Four days after Sarah Brown wrote on Twitter about not eating veal at the G8 summit, Phil Brooke, Welfare Development Manager of Compassion in World Farming, joined BBC Breakfast at Bocaddon Farm, a veal farm in South East Cornwall.
Calves running around in open air yards on deep straw bedding might not be what people imagine when they hear the word 'veal'. Yet, it is how the calves on Bocaddon Farm Veal live. Here, the calves are reared to a British standard, and when it comes to veal, British equals higher welfare.
Reared in groups, British veal calves have greater space allowance than continental calves, and are provided with bedding throughout the rearing period. They're given double the amount of fibrous food and growing calves are fed a normal diet without restriction of iron intake and solid food.
This is in stark contrast to the lives of continental veal calves. Calves reared to an EU standard are typically reared on barren slatted floors, with a minimal space allowance and a milk-based diet which leaves many anaemic. Approximately one million calves are transported very long distances to reach these intensive rearing conditions.
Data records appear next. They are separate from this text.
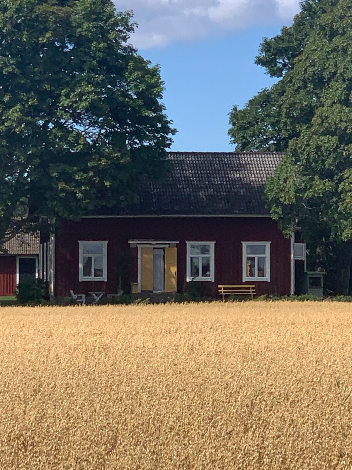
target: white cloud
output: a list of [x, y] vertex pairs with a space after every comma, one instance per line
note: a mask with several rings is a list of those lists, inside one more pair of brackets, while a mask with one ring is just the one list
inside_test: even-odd
[[131, 38], [139, 49], [162, 47], [238, 31], [260, 23], [288, 24], [299, 0], [115, 0], [118, 10], [133, 10], [139, 27]]

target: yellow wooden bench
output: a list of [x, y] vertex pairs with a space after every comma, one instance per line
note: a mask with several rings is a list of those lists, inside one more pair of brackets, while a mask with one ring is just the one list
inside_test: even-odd
[[219, 293], [222, 296], [222, 301], [225, 301], [225, 295], [250, 295], [251, 298], [256, 294], [254, 284], [242, 284], [239, 285], [219, 284], [218, 286]]

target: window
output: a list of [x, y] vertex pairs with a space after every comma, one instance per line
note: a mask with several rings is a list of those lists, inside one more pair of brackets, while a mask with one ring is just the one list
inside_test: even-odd
[[215, 242], [186, 242], [187, 280], [214, 280]]
[[242, 242], [243, 281], [270, 280], [271, 242]]
[[295, 243], [294, 244], [295, 259], [306, 260], [306, 243]]
[[79, 281], [107, 280], [107, 242], [78, 242]]

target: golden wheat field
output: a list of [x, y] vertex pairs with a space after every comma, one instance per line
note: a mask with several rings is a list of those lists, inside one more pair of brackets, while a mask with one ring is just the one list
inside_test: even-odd
[[352, 468], [352, 306], [0, 309], [1, 469]]

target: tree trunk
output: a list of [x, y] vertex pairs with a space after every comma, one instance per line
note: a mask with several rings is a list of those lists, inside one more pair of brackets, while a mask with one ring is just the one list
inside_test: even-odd
[[344, 242], [340, 246], [339, 266], [341, 270], [341, 284], [338, 290], [344, 295], [348, 295], [352, 263], [352, 242]]

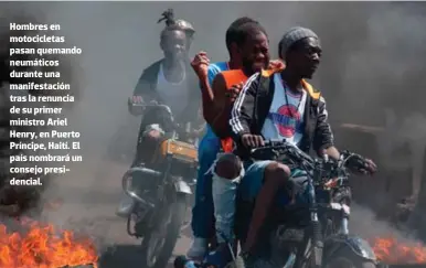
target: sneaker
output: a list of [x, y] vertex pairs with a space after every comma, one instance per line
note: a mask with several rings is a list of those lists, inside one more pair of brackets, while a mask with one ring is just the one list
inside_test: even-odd
[[207, 254], [207, 239], [205, 238], [194, 238], [190, 249], [187, 253], [188, 258], [190, 259], [203, 259]]
[[213, 266], [217, 268], [226, 267], [233, 260], [228, 244], [220, 244], [219, 247], [209, 253], [204, 262], [207, 267]]
[[121, 197], [120, 204], [118, 205], [116, 215], [119, 217], [128, 217], [131, 213], [131, 210], [134, 208], [134, 205], [135, 201], [130, 196], [125, 194]]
Phil Brooke said: "It is a great humanitarian gesture of Sarah Brown not to eat intensively reared veal. Calves reared for veal outside Britain are likely to have been exported long distances and reared in barren conditions without bedding.
"Compassion in World Farming believes calf welfare depends on rearing system and diet, and some veal can be considered higher welfare. British standard is an excellent example. Not only are rearing conditions good, but rearing these male dairy calves for veal in the UK prevents them from being shot at birth as they are unwanted by the dairy industry.
"We ask anyone who eats veal to choose British."
Over a quarter of the British population eats veal (YouGov 2009). Although not widely available in supermarkets, it is likely to be on the menu in many restaurants - such as your local Italian and French - and for sale at butchers and delis across the country. Sadly, most of this comes from intensive rearing units on the continent.